Treatment: Physiotherapy and Psychotherapy
Since there is no identifiable cause of FND, the condition can be challenging to treat. As such, the methods employed are generally to help manage symptoms as they occur. Physical therapy, for instance, may help to treat symptoms associated with body movement and function, such as impaired movement, tremors, muscle weakness and pain, and loss of balance.
Those who are experiencing more sensory symptoms may find that psychotherapy or cognitive behavioral therapy (CBT) are more effective. This is especially the case if the FND is “related to a stressful or traumatic event, or an underlying mental health condition,” says MedicalNewsToday.com.
In some cases, medications, such as anti-anxiety drugs or antidepressants, may be prescribed. This is generally only the case if FND has been prompted by stress or anxiety.
The reason that medications are rarely prescribed to treat FND is that they are typically not effective, and each comes with a whole range of potentially harmful side effects. For instance, Patient says when it comes to prescription painkillers, “many patients end up on huge quantities of pain relief which hardly ever helps; each painkiller has side-effects too and is often addictive.”

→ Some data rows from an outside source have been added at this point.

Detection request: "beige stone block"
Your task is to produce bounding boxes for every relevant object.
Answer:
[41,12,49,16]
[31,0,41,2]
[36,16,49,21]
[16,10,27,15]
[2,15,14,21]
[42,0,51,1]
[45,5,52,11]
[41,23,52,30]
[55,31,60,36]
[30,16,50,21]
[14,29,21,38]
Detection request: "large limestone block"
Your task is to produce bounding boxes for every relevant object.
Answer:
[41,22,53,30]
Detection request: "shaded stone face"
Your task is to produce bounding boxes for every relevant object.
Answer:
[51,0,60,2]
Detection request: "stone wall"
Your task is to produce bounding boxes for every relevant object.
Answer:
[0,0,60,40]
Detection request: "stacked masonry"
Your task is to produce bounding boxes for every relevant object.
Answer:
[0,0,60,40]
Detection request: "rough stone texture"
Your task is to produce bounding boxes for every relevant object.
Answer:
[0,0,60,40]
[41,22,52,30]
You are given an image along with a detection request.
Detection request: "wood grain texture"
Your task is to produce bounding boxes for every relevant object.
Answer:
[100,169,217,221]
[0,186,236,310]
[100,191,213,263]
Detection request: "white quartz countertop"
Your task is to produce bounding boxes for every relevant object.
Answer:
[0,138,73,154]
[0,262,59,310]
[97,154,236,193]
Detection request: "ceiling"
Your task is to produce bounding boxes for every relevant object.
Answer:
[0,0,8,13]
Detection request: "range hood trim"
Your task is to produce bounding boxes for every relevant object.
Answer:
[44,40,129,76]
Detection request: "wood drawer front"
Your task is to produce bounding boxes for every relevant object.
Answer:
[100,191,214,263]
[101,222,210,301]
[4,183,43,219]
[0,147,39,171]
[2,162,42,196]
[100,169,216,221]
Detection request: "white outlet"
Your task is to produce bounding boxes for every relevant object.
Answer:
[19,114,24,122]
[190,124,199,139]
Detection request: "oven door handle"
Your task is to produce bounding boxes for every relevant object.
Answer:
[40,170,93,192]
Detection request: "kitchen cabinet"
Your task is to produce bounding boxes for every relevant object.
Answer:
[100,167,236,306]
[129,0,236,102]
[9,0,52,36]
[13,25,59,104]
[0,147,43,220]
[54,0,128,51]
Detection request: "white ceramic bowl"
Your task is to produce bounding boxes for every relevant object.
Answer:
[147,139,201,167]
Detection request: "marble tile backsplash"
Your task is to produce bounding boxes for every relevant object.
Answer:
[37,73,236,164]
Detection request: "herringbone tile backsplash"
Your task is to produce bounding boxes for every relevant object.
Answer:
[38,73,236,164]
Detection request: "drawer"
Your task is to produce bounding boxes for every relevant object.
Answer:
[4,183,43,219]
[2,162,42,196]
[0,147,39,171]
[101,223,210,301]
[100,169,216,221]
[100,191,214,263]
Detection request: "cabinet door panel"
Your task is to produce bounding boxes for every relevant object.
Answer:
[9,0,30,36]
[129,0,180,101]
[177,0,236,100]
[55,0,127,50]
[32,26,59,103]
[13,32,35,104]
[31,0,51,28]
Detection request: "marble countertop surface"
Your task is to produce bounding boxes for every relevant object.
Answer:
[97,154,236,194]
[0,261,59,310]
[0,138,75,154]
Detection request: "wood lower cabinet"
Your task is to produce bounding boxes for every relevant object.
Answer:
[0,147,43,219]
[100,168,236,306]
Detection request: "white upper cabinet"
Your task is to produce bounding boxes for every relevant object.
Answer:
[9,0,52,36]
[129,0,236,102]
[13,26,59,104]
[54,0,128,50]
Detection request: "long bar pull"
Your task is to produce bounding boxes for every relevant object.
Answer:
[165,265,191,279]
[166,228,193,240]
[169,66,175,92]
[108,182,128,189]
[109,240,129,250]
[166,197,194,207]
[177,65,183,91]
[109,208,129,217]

Treatment: Lifestyle Changes
Making positive lifestyle changes can also prove effective at alleviating or lessening the symptoms of FND. Depending on the type of FND you have, it may be helpful to engage in activities that reduce stress and anxiety, such as progressive muscle relaxation, yoga, meditation, and breathing exercises.
MedicalNewsToday.com adds, “eating a balanced diet, getting enough sleep, fostering positive relationships, and maintaining a good quality of life also contribute to stress reduction.”